As one of the EWS-FLI1 target genes, NPY is highly expressed in ES. In these tumors, the peptide exerts several opposing effects, such as Y1R/Y5R-mediated cells death and Y2R/Y5R-dependent angiogenesis and cancer stem cell proliferation and migration.^11–13 NPY functions are regulated by DPPIV and a hypoxic tumor environment, both of which favor its Y2R/Y5R-driven actions.¹³ Such complex activities of NPY raise a question as to which of the functions of the peptide affect phenotype of the disease and survival of ES patients. To address this, we sought to identify clinical features of ES associated with elevated NPY release and DPP activity.

The average serum NPY concentration was significantly elevated in ES patients, as compared to healthy controls. No such increase in NPY levels was observed in patients with osteosarcoma, a tumor that affects the patient population comparable to ES, indicating that NPY release is characteristic for ES. This observation is consistent with EWS-FLI1-driven expression of NPY.⁶ The fact that NPY levels were elevated in ES patients with various types of EWS-FLI1 rearrangements and EWS-ERG fusion implicates NPY as a universal EWS-ETS target.

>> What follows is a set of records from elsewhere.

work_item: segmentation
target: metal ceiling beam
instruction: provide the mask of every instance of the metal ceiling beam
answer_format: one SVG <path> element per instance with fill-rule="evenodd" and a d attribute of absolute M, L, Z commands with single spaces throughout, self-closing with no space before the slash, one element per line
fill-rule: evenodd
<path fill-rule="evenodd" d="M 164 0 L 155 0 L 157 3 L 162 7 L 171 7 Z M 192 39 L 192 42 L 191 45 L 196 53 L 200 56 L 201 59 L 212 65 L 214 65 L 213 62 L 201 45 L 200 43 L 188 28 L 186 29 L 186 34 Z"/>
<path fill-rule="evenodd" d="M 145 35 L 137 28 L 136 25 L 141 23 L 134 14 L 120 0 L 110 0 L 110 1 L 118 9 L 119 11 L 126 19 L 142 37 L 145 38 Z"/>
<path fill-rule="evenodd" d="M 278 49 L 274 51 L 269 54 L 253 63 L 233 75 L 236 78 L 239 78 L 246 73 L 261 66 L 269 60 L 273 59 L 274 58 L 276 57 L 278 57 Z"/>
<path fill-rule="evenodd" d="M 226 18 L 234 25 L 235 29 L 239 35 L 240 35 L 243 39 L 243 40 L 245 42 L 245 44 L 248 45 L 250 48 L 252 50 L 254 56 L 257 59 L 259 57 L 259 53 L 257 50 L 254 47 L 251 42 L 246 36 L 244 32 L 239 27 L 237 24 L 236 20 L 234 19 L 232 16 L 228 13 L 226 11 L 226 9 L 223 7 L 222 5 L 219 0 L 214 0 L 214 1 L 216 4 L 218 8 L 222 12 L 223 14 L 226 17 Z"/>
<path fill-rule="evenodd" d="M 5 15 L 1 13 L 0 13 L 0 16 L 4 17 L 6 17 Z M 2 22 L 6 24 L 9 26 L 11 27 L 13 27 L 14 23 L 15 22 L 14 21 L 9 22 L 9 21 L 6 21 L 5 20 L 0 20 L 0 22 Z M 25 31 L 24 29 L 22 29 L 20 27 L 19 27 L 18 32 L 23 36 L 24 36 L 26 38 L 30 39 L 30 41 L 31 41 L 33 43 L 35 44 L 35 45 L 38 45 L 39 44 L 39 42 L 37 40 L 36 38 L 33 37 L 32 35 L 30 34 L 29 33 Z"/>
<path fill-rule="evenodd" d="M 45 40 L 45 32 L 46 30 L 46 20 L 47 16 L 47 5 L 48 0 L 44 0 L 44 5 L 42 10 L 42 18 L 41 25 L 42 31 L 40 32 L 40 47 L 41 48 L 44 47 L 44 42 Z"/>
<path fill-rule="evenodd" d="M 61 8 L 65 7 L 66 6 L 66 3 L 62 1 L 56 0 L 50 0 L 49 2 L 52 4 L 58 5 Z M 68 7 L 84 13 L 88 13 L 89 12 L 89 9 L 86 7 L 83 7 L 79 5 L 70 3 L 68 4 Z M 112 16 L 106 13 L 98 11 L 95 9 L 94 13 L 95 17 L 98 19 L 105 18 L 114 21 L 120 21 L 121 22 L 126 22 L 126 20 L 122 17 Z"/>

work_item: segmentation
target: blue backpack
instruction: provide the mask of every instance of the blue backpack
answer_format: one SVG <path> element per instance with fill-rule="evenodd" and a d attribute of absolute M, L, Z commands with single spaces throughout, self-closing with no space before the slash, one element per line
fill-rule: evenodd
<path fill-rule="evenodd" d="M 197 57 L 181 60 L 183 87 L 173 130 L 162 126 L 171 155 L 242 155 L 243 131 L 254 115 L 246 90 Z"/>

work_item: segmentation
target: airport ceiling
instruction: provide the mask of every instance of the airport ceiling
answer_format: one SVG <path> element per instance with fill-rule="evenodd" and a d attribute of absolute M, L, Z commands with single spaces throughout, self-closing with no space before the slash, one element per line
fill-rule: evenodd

Despite the overall elevated NPY levels in ES patients, its serum concentrations were highly variable, with 50% of patients with localized disease exhibiting normal serum NPY levels. The study on ES cell lines revealed significant differences in peptide secretion, suggesting that heterogeneous NPY release can underlie the variability in its systemic concentrations among ES patients. This was further confirmed by extracellular NPY immunostaining observed in ES xenografts derived from cell lines releasing NPY and some human ES tissues. Since NPY acts through cell membrane receptors, the ability of ES cells to secrete the peptide is an important mechanism regulating its actions. In the cell lines we observed a strong correlation between NPY mRNA and its concentrations in conditioned media. However, no such trend was observed in the small population (n = 6) of ES patients with matching NPY mRNA and serum levels data (data not shown). Thus, NPY serum concentrations in patients may be further modified by tumor mass or factors promoting its release in the tumor microenvironment.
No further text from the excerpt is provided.